Sera-ce les philosophes qui nous proposent pour tout bien les biens qui sont en nous ? Est-ce là le vrai bien ? Ont-ils trouvé le remède à nos maux ? est-ce avoir guéri la présomption de l’homme que de l’avoir mis à l’égal de Dieu ? Ceux qui nous ont égalé aux bêtes et les mahométans qui nous ont donné les plaisirs de la terre pour tout bien, même dans l’éternité, ont-ils apporté le remède à nos concupiscences ?

Quelle religion nous enseignera donc à guérir l’orgueil, et la concupiscence ? Quelle religion enfin nous enseignera notre bien, nos devoirs, les faiblesses qui nous en détournent, la cause de ces faiblesses, les remèdes qui les peuvent guérir, et le moyen d’obtenir ces remèdes. Toutes les autres religions ne l’ont pu. Voyons ce que fera la sagesse de Dieu.

Morale chrétienne 1 (Laf. 351, Sel. 383). Le christianisme est étrange ; il ordonne à l’homme de reconnaître qu’il est vil et même abominable, et lui ordonne de vouloir être semblable à Dieu. Sans un tel contrepoids cette élévation le rendrait horriblement vain, ou cet abaissement le rendrait horriblement abject.

Dossier de travail (Laf. 408, Sel. 27). Une lettrede la folie de la science humaine et de la philosophie. [...] 280 sortes de souverain bien dans Montaigne.

Preuves par discours II (Laf. 427, Sel. 681). Cette négligence en une affaire où il s’agit d’eux-mêmes, de leur éternité, de leur tout, m’irrite plus qu’elle ne m’attendrit ; elle m’étonne et m’épouvante : c’est un monstre pour moi.

Preuves par discours II (Laf. 428, Sel. 682). Ce repos dans cette ignorance est une chose monstrueuse, et dont il faut faire sentir l’extravagance et la stupidité à ceux qui y passent leur vie, en la leur représentant à eux-mêmes, pour les confondre par la vue de leur folie.

Pensées diverses (Laf. 625, Sel. 518)L’injustice.

Que la présomption soit jointe à la misère, c’est une extrême injustice.

Pensées diverses (Laf. 626, Sel. 519).
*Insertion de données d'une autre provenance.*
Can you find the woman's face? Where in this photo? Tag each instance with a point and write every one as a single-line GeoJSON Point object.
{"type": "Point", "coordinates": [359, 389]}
Recherche du vrai bien.

Le commun des hommes met le bien dans la fortune et dans les biens du dehors ou au moins dans le divertissement. Les philosophes ont montré la vanité de tout cela et l’ont mis où ils ont pu

Pensées diverses (Laf. 674, Sel. 553). Nous ne nous soutenons pas dans la vertu par notre propre force, mais par le contrepoids de deux vices opposés, comme nous demeurons debout entre deux vents contraires. Ôtez un de ces vices nous tombons dans l’autre.

Pensées diverses (Laf. 748, Sel. 621), pour comparer la crainte du chrétien et celle de l’incrédule. Objection. Ceux qui espèrent leur salut sont heureux en cela, mais ils ont pour contrepoids la crainte de l’enfer.

Réponse. Qui a plus de sujet de craindre l’enfer, ou celui qui est dans l’ignorance s’il y a un enfer, et dans la certitude de la damnation s’il y en a ; ou celui qui est dans une certaine persuasion qu’il y a un enfer, et dans l’espérance d’être sauvé s’il est.